Developed at:
University of Tokyo, Department of Computer Science,
Tsujii laboratory

Version 2.1

Overview

Enju is an implementation of a parsing algorithm for probabilistic unification-based grammars. With a wide-coverage probabilistic HPSG grammar [1,2,3] and an efficient parsing algorithm [4,5], this parser can effectively analyze the syntactic/semantic structure of an English sentence and provide the user with predicate-argument relations among the words. Those outputs would be especially useful for high-level NLP applications including information extraction, automatic summarization, and question answering, where the "meaning" of a sentence plays a central role. The main features of the parser are the following:

How to install Enju

Installation with RPM packages

1. Download the latest package for your particular platform from here (enju-X.X-PLATFORM.rpm). Currently, the following platforms are supported:

2. Install the package.

> su
> rpm -i enju-X.X-PLATFORM.rpm

Installation with binary packages

1. Download the latest package for your particular platform from here (enju-X.X-PLATFORM.tar.gz). Currently, the following platforms are supported:

2. Install the package.

Expand the archive into a directory you would like to install Enju ($DIR indicates the directory in what follows).

> cd $DIR
> tar xvzf enju-X.X-PLATFORM.tar.gz

3. Set environmetal variables.

If you are using bash,

> export LILFES_PATH=$DIR/share/liblilfes
> export ENJU_DIR=$DIR/share/liblilfes/enju

If you are using tcsh,

> setenv LILFES_PATH $DIR/share/liblilfes
> setenv ENJU_DIR $DIR/share/liblilfes/enju

Also, you need to make sure that $DIR/bin is included in the execution paths.

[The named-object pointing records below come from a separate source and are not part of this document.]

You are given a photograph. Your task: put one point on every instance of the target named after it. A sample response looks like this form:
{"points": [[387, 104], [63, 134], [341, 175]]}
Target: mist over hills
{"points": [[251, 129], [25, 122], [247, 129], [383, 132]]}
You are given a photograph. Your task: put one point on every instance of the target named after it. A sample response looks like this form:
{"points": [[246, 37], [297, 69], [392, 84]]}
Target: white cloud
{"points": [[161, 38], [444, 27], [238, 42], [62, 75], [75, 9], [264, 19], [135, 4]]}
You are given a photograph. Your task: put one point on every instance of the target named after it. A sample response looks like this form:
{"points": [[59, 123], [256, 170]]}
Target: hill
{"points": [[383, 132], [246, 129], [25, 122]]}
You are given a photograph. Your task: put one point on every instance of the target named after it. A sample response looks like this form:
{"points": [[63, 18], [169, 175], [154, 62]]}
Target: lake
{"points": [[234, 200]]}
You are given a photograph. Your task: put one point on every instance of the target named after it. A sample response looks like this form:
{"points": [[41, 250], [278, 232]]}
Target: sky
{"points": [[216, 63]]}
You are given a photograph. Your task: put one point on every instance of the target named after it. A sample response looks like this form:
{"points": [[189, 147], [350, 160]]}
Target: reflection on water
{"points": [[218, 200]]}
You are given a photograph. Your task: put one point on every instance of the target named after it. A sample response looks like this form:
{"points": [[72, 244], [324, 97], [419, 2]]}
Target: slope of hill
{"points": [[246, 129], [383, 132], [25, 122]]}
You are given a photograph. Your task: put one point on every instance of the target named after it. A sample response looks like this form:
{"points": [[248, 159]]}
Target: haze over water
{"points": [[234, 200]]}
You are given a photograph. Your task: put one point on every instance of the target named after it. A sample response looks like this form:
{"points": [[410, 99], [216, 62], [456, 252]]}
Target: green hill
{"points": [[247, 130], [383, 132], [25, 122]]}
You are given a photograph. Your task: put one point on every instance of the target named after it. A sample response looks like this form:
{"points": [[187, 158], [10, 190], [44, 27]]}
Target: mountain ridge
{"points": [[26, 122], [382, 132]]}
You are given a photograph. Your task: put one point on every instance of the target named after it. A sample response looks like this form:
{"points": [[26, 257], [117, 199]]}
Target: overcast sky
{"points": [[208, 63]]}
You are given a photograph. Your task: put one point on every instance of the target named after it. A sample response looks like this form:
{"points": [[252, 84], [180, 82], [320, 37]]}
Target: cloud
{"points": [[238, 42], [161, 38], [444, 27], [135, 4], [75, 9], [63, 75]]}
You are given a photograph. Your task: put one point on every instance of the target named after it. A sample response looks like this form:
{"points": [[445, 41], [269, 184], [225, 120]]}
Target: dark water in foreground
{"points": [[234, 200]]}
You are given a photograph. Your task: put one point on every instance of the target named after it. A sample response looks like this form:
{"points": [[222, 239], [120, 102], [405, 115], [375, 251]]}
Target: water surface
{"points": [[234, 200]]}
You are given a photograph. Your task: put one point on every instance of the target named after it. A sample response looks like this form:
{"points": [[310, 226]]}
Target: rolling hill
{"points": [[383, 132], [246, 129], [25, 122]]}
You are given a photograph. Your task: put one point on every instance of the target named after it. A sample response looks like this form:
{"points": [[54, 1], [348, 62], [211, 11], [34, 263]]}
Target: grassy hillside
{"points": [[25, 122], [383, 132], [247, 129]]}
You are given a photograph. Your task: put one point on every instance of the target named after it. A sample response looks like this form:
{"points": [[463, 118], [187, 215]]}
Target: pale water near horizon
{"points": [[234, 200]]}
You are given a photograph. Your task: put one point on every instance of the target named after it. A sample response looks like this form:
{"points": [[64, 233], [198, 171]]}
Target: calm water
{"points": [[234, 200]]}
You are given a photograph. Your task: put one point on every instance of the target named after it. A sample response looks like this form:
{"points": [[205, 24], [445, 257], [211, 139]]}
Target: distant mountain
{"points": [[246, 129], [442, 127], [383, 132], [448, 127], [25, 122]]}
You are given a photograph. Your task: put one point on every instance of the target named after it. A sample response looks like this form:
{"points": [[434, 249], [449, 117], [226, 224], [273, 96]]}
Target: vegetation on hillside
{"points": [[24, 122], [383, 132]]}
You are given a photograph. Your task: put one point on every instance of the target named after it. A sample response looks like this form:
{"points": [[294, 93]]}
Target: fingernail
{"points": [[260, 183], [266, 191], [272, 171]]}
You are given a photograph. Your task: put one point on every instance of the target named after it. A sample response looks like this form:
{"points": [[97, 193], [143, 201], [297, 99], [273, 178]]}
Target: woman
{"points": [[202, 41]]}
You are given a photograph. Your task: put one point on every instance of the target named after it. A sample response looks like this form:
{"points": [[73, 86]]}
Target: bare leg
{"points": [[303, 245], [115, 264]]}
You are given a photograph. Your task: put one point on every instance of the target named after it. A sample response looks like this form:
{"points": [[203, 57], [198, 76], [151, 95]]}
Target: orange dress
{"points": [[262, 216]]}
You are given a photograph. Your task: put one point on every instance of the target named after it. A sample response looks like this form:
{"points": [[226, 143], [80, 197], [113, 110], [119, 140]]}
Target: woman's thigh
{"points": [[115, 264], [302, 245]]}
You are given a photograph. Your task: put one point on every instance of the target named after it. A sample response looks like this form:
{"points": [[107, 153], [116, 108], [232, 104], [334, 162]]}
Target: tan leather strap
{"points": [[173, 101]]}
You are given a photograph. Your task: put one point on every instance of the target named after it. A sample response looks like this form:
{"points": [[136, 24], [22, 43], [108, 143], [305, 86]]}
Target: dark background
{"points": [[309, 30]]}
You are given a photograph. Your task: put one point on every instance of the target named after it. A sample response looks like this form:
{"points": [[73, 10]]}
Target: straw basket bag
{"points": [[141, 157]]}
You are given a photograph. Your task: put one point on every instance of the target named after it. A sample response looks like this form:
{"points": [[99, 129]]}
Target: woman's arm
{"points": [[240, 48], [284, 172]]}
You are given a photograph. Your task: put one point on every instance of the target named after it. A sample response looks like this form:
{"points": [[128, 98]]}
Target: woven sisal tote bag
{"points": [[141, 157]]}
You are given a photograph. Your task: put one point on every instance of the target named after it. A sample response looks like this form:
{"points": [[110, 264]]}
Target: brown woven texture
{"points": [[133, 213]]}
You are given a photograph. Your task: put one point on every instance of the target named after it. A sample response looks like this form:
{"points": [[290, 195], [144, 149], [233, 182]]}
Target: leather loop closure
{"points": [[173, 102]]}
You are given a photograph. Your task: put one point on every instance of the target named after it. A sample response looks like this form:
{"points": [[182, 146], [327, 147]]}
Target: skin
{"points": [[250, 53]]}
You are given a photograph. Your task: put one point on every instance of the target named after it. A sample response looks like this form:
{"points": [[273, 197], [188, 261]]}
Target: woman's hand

Installation with the source package

1. You need to install LiLFeS before installing Enju.

2. Download the latest package of Mayz from here.

3. Install Enju.

> tar xvzf mayz-x.x.tar.gz
> cd mayz-x.x
> ./configure
> make install-enju

4. Download the grammar file from here.

5. Install the grammar data.

> tar xvzf enju-x.x-data.tar.gz
> mv DATA /usr/local/share/liblilfes/enju/

How to use Enju

If you want to parse tokenized texts with part-of-speech tags,

> enju -t cat < TAGGEEDTEXT > RESULTS

Enju has a tokenizer and a general-purpose part-of-speech tagger, so if you want to parse raw texts (having one sentence per line),

> enju -t uptagger < RAWTEXT > RESULTS

The default output of the parser is a set of predicate-argument relations. Alternatively, you can get both the phrase structures and predicate-argument relations either in a quasi-XML format or in a standoff format.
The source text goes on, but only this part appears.